A little bit more than a year ago I actively started trying out Azure as an alternative to EC2. I have to admit; I wasn’t overly impressed. Setting up an instance which was in the same league as an EC2 counterpart took more work, and that machine was more expensive to run.
You can check out details here:
Tableau Server: I wanna go fast on Windows Azure.
Can Tableau Server go faster on Windows Azure now?
I’m just about finished creating a presentation for the Tableau Conference which focuses on running Tableau on EC2, and I just couldn’t resist checking in with Azure one more time. And yes, this is a shameless plug for my session
I’m not going to get into as much detail as I normally do in order to keep my powder dry for the presentation itself. I did want to throw something out here since it’s been a long time between posts, however.
Testing
During testing, I used pretty much the same workload as the product team did for their work on the Tableau Server 9 scalability whitepaper. I did not copy their approach lock, stock and barrel, but the results of using their workbooks allows me to give you an apples-and-pears comparison vs. one that is apples-and-pianos.
As always, your results will vary based on your workload. Don’t read these numbers and take them as gospel and/or fact. Do your own testing.
I stood up (the equivalent of) two 8 core machines for each test. They looked like this:
Note I’m not doing anything fancy in terms of switching around processes to try and optimize results…and that’s the whole point. What might your “out of the box” experience be like on these platforms?
Can we do better in terms of the number of users these machines can support and how fast dashboards are rendered? Yup, sure can. But that is not what this entry is all about.

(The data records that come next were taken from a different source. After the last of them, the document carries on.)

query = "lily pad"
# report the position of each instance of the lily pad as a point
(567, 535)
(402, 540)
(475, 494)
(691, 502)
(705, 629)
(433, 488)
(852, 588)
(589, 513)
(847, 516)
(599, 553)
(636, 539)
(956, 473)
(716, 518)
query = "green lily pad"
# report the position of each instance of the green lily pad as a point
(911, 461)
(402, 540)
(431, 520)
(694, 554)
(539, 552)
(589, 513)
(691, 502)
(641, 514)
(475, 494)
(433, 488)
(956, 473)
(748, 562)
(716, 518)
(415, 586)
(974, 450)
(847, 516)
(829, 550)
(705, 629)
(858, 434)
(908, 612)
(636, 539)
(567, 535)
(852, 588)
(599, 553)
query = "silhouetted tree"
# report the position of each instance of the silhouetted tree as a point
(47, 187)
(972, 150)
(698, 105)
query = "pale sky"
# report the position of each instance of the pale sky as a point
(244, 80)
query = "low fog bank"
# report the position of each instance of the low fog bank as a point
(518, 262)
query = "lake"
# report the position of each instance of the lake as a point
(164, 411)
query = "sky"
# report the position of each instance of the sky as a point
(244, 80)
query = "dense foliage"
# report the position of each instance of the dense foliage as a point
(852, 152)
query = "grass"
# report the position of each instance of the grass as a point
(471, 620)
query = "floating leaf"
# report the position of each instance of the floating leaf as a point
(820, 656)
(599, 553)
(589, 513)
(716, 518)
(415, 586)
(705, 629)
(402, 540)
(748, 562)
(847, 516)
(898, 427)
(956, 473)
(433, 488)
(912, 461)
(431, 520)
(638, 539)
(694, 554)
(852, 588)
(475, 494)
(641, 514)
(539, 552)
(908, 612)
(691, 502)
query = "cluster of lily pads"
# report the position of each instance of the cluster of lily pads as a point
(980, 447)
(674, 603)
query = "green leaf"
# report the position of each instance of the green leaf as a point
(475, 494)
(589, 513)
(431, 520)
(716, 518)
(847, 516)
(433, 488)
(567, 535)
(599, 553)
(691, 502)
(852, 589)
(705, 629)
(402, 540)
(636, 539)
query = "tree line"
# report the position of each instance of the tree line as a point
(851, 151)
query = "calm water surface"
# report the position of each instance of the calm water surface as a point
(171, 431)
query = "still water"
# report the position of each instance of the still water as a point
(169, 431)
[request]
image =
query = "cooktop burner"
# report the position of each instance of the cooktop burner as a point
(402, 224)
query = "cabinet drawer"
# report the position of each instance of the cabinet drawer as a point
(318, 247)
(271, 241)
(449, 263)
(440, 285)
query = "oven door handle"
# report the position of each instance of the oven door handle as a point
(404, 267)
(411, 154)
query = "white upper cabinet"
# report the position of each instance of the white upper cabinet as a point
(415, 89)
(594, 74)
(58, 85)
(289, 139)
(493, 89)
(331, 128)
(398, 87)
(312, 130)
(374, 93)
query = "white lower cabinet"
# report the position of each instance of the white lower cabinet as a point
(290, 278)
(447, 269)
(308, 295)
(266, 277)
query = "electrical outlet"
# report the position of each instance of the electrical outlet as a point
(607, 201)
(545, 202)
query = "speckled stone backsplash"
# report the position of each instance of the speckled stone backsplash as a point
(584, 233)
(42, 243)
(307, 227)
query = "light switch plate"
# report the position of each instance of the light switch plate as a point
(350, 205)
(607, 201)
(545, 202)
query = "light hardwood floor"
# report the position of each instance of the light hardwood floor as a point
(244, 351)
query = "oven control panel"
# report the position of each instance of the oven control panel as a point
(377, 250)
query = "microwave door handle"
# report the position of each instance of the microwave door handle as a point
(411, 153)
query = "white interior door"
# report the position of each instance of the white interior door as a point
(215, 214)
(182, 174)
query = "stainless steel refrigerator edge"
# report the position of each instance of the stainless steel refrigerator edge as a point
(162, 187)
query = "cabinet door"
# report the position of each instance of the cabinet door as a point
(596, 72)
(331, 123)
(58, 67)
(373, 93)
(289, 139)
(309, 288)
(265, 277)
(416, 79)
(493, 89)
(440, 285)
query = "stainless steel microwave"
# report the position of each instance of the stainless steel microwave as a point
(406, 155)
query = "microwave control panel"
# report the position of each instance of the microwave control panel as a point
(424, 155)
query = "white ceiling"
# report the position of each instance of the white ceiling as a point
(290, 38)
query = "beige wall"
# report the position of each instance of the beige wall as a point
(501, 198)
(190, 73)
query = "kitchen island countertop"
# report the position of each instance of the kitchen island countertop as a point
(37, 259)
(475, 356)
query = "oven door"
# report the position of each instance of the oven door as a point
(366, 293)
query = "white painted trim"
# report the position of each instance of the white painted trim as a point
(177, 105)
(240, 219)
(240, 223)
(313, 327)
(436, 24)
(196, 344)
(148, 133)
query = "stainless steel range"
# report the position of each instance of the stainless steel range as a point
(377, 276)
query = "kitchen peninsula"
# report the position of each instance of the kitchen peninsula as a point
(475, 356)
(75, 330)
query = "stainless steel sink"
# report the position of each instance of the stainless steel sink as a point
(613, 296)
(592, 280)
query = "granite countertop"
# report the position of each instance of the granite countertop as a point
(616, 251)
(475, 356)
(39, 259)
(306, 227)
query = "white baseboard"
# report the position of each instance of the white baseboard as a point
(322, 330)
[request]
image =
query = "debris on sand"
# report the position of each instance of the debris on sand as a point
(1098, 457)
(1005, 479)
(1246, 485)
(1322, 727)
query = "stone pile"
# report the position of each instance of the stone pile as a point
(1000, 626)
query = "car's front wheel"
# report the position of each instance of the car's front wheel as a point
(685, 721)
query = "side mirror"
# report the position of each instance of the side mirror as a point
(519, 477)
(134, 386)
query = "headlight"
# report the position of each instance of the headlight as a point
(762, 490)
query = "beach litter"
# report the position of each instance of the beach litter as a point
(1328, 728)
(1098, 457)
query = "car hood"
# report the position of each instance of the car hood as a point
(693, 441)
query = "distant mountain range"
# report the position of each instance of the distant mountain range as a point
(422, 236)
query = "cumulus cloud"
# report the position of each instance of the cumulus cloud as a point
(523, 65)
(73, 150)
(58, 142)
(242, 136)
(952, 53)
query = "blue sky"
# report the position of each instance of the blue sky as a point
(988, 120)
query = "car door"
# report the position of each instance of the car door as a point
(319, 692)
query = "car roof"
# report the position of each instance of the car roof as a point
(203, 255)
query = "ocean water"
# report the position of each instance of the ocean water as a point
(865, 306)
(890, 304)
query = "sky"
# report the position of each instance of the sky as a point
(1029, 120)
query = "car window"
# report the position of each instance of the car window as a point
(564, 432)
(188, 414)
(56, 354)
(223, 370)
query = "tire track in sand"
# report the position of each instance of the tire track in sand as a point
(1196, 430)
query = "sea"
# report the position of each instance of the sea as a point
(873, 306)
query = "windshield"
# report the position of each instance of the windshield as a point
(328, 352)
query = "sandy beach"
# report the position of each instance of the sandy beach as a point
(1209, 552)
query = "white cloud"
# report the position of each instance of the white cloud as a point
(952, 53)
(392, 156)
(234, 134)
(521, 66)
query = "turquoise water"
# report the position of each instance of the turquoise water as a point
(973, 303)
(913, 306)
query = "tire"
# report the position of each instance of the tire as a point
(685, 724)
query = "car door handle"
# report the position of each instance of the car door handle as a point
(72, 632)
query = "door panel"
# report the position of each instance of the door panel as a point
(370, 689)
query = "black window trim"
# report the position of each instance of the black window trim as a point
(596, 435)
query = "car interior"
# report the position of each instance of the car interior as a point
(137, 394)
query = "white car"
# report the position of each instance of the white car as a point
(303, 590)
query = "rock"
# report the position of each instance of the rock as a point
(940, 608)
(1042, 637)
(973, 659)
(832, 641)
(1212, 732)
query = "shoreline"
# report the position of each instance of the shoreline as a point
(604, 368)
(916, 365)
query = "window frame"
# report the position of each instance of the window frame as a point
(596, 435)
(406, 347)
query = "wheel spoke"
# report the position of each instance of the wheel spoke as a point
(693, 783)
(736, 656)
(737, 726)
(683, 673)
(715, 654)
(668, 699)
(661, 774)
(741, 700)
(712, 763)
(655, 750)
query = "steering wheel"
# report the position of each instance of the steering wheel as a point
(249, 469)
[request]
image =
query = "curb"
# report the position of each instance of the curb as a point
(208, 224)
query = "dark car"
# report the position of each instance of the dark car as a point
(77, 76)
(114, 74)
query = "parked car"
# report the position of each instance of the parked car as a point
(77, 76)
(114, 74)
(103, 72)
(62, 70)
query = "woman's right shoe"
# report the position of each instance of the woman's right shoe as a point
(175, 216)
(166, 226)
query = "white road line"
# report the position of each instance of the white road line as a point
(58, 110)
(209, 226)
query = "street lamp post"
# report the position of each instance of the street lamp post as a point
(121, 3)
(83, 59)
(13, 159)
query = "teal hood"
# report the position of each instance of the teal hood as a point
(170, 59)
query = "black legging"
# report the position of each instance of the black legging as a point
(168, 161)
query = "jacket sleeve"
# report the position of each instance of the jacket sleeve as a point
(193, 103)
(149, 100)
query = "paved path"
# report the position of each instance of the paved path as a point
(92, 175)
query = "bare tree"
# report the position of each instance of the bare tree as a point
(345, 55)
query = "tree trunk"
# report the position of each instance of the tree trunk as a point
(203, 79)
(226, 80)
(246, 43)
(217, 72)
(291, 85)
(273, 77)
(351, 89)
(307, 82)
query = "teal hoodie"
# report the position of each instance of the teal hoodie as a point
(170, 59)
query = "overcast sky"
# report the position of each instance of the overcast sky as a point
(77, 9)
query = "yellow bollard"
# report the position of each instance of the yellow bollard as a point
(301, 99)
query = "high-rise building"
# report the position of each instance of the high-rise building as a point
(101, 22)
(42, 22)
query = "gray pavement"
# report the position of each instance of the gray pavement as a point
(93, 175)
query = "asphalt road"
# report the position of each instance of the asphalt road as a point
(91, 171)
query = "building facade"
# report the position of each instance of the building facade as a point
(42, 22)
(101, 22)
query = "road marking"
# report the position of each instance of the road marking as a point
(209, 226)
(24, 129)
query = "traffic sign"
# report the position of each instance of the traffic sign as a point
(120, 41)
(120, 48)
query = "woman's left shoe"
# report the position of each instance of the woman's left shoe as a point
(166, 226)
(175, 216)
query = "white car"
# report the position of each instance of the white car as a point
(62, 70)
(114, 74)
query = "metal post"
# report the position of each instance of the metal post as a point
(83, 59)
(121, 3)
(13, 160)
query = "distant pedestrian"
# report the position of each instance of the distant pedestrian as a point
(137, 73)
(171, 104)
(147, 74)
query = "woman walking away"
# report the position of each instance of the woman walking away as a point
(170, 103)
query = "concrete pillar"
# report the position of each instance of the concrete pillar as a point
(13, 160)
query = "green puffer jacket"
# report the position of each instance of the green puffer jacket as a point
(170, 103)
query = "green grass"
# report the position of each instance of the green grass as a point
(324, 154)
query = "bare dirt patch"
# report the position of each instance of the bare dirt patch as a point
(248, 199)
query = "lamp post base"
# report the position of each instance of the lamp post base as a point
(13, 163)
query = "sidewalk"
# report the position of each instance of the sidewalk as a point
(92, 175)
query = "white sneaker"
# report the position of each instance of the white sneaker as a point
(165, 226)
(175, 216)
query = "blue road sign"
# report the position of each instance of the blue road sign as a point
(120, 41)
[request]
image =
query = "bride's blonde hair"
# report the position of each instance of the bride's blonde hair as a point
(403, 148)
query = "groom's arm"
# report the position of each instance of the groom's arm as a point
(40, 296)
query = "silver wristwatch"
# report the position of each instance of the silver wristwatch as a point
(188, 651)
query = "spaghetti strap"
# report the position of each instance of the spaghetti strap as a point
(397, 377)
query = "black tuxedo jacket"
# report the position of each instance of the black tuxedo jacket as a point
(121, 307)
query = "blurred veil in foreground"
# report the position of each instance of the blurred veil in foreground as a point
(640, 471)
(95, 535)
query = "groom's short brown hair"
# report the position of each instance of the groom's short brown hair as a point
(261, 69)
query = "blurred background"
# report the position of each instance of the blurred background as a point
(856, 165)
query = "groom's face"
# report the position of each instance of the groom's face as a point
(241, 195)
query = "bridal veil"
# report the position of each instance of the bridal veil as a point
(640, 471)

If you want to learn other things to try, you might just want to consider coming to my Tableau Conference session. Whoops! Another plug! Sorry about that. Can’t help myself.
Disk
- On all machines, I installed the OS on C: and Tableau on D:
- In all environments, I gave D: 1500 IOPS
To get my IOPS, I leveraged EBS Provisioned IOPS on EC2. On Azure, I used Premium Storage.
Azure
Azure keeps it really simple in terms of pricing out Premium storage, and I like that:
I also love how Azure keeps billing simple and shows me a quick viz which tells me exactly how much $$ I’ve spent thus far:
…even if this thing is a doughnut chart..ahem.
I’d love to see this same high-level summary of charges in AWS – you can get the same information, but it takes a bunch of clicks and reading.
Anyway, To get to 1500 IOPS, I needed 3 of the P10 disks above, striped as a single volume. That’ll cost me about $60/month, and points off for making me stripe disks at the OS level.
Why didn’t I just use standard storage?
I tried…and found that even when I striped 3 disks my IO was just not consistent. Several times attempts to publish “big” (extract laden) workbooks failed because (it seemed) some other app in my zone stole IO from me…one of the disks would start showing a huge queue (100+) and Disk Transfer/sec would shoot through the roof. This didn’t happen on Premium storage.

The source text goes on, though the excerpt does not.